Good Housekeeping Practices for Cap Tables

There are two dominant principles of cap table management for founders and startup CEOs to keep top of mind at all times:

  1. Keeping accurate and well-documented ownership records is critical. Remember that when it comes to company ownership, if it isn’t properly and legally documented, you cannot prove that it happened!

    • Ensure you properly form your corporation with a filed Certificate of Incorporation and Bylaws, designated corporate officers, and other legal matters. Then, make sure you follow and update them as needed.

    • Make sure you establish a formal stock option plan with appropriate legal documents if you plan to issue stock options and/or restricted stock grants. Be sure you have the proper justification for the value you will use to issue such options/shares.

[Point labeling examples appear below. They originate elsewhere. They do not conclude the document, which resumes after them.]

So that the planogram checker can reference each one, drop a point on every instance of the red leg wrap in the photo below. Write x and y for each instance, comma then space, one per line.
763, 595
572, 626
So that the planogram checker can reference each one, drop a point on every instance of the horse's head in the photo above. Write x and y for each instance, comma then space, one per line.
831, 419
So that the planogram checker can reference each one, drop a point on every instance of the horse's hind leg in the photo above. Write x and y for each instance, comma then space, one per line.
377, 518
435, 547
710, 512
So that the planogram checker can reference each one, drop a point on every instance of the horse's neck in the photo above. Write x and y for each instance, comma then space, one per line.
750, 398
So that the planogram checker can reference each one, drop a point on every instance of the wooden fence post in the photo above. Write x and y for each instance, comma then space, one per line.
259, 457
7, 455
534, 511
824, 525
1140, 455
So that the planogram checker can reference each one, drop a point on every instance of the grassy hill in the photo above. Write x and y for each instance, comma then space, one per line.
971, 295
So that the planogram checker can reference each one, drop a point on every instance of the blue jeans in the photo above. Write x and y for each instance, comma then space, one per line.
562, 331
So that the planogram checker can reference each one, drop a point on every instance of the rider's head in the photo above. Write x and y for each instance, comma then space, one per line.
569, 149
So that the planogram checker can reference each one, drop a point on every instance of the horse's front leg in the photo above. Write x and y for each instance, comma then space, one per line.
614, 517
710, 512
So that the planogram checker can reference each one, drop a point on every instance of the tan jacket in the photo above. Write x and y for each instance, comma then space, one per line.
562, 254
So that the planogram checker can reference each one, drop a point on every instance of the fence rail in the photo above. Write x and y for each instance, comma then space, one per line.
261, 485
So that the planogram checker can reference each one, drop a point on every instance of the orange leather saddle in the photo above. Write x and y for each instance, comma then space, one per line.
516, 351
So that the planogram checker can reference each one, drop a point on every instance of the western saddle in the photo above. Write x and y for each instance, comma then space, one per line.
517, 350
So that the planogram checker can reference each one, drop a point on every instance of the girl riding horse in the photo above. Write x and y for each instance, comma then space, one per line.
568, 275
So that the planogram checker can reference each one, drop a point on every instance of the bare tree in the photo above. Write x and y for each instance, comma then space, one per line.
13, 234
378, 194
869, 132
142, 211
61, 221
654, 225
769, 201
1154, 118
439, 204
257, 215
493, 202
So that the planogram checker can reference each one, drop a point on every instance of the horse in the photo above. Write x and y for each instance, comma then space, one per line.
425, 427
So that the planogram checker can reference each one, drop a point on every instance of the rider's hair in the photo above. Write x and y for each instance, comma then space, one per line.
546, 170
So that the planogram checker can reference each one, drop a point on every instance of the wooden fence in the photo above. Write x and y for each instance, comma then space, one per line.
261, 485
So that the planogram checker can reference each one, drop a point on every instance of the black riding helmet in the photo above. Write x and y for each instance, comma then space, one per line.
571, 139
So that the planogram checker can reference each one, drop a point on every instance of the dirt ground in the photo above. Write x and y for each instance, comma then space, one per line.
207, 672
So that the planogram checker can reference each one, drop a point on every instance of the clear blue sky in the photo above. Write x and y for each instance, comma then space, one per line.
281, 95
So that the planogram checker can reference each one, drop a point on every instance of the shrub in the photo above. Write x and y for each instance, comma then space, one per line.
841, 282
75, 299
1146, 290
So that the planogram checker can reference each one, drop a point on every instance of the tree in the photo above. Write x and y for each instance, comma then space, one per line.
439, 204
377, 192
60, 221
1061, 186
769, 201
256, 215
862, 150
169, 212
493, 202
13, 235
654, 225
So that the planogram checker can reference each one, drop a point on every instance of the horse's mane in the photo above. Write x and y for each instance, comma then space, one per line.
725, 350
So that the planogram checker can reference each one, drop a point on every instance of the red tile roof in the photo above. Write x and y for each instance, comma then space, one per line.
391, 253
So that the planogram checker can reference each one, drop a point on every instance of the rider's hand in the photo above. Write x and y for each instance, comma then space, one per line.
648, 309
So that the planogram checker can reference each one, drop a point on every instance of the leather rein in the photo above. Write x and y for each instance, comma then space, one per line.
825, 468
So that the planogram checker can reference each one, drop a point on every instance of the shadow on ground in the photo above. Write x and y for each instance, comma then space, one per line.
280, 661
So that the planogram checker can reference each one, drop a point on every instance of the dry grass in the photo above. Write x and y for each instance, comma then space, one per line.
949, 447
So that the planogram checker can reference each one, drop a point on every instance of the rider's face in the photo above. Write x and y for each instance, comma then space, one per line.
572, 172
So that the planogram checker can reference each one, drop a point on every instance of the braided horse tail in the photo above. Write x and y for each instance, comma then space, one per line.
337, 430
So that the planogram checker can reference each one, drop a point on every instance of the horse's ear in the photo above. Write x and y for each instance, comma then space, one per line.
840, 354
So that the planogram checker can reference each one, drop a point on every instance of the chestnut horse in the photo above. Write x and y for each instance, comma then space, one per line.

    • Ensure that any time someone with options or restricted stock compensation terminates their relationship with the company, proper legal procedures are followed to document what legally happens to those shares.

    • Ensure that all shares/options are issued on a timely basis, with appropriate authorization by the Board of Directors, any required shareholder votes, and any officer authorization.

    • Avoid relying on informal communications such as texts, emails, or verbal discussions, as those are rarely comprehensive enough to satisfy lawyers conducting due diligence. Remember that even if everything seems harmonious at the moment, if circumstances change and something goes wrong/really right and a dispute arises, you will need the protection of proper legal documents.
  • Your experienced startup corporate attorney is your expert guide in all things cap table. When in doubt, if it involves fundraising, any form of stock, any form of stock options or warrants, and ownership thereof, check with your attorney on how to document the situation so you do not leave any loose ends dangling around your cap table.  

By exercising good cap table housekeeping practices, you can avoid the dreaded: “We need you to clean up this loose end before we will continue evaluating this investment or before we are willing to close.” It is also a way to showcase expertise and experience that builds investor confidence that the startup’s management team has essential corporate management skills to take good care of their investment.

Disclaimer:  Remember that I am not an attorney, nor am I giving you legal advice. Just trying to highlight some words to the wise and encourage you to consult your attorney for the right actions in your circumstances.